Dengan melihat besarnya embedding token di wordllama, ini juga tampaknya bisa membantu mengidentifikasi token penting untuk diperkuat. Meski begitu, kalau dilatih dengan data yang dipilih khusus untuk tugas ini, hasilnya bisa jauh lebih baik
Saya penasaran apakah ada rencana untuk bahasa selain Inggris. Untuk bahasa Prancis, ini sepertinya akan menjadi alat yang sempurna
Saya pernah sedikit bereksperimen melatih model keluarga Mistral, jadi untuk korpus bahasa Prancis saya mungkin akan mencoba yang itu lebih dulu
Kalau Anda membuka issue, saya akan coba kerjakan saat ada waktu
Untuk korpus besar, misalnya lebih dari 10.000 kalimat dengan setiap kalimat diperlakukan sebagai dokumen, hasil yang mirip juga bisa didapat dengan mengelompokkan vektor matriks sparse TF-IDF memakai k-means
Namun tampaknya alat ini punya cukup banyak utilitas untuk mempercepat bagian k-means, misalnya lewat binerisasi.
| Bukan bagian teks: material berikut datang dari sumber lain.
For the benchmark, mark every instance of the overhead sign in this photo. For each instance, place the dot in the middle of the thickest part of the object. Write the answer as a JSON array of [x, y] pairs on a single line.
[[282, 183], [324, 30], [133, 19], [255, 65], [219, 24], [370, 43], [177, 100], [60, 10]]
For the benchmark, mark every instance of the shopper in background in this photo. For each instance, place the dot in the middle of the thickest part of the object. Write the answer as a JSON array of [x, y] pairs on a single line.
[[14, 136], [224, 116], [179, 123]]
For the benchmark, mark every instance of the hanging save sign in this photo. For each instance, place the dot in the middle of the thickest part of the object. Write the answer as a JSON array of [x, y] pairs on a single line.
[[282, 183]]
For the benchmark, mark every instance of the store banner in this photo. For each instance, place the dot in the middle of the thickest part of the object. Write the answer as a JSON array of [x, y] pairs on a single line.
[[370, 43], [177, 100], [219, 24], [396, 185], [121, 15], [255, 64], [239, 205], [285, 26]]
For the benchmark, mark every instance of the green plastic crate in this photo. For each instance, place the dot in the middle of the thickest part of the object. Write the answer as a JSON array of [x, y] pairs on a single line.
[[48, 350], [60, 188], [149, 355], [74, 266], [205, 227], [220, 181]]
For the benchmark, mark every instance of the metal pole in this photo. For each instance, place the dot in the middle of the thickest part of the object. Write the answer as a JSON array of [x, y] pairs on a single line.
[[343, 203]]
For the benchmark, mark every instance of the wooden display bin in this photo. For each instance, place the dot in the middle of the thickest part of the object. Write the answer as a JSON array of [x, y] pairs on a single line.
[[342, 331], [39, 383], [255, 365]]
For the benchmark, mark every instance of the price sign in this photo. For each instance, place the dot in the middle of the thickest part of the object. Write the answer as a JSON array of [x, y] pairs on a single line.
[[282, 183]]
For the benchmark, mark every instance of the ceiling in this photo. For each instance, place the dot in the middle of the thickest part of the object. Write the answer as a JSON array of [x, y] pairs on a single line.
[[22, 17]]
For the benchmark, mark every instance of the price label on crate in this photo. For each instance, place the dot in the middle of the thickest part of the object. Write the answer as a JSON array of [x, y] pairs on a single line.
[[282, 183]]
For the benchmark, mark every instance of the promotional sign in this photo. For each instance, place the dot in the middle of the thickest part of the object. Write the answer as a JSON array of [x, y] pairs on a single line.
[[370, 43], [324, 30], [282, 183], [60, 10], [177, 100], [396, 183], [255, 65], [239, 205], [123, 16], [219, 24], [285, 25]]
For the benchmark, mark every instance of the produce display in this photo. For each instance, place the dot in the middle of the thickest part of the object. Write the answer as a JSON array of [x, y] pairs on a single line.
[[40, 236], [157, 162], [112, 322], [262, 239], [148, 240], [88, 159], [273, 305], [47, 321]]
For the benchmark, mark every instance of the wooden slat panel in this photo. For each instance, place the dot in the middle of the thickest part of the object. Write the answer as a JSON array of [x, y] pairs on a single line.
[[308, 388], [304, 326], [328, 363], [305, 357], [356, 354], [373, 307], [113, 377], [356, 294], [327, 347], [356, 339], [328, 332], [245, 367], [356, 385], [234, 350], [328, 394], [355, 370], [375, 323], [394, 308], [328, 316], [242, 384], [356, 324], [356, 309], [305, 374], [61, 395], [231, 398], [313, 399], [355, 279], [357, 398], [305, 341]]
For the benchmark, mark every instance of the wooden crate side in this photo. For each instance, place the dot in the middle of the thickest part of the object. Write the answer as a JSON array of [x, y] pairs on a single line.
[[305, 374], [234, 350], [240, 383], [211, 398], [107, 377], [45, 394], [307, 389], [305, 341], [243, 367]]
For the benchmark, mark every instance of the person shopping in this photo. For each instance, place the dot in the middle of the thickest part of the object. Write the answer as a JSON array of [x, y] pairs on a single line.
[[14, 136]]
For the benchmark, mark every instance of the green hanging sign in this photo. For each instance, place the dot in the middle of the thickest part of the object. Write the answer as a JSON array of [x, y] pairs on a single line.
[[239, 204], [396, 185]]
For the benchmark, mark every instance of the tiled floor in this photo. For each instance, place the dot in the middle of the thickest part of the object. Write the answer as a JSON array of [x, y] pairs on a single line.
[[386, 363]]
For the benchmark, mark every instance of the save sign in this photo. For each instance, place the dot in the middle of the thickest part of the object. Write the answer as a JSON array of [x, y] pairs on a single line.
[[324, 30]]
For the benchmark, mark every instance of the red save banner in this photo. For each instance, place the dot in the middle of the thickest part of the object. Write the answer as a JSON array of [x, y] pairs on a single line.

Saya berencana melakukan benchmark dalam beberapa minggu ke depan
Beberapa tahun lalu saya pernah membuat kumpulan permainan bahasa yang memakai fungsi-fungsi serupa: https://github.com/Hellisotherpeople/Language-games
https://github.com/plasticityai/magnitude
Saya penasaran apakah ada yang pernah berpikir untuk menyelesaikan Little Alchemy dengan embedding. #sample-use
Terlihat keren. Saya penasaran apakah ada keunggulan dibanding model mini-lm. Di sebagian besar tugas MTEB, mini-lm tampaknya lebih baik, jadi saya ingin tahu apakah ada sisi yang lebih unggul seperti kecepatan inferensi
Ini juga memang tidak ditujukan untuk mengejar performa terbaik mutakhir. Model ini dibuat dengan batasan yang cukup ketat demi menurunkan dependensi, ukuran, dan kebutuhan hardware, sekaligus meningkatkan kecepatan
Bahkan sebagai model word embedding pun ini cukup ringan. Biasanya model seperti itu punya kosakata jauh lebih besar dan ukurannya bisa mencapai beberapa GB
Sepertinya sangat berguna untuk pembuatan game
Ini menunjukkan dengan baik seberapa banyak muatan makna yang ada di dalam token itu sendiri
Apakah ini bisa dijadikan ekstensi PostgreSQL?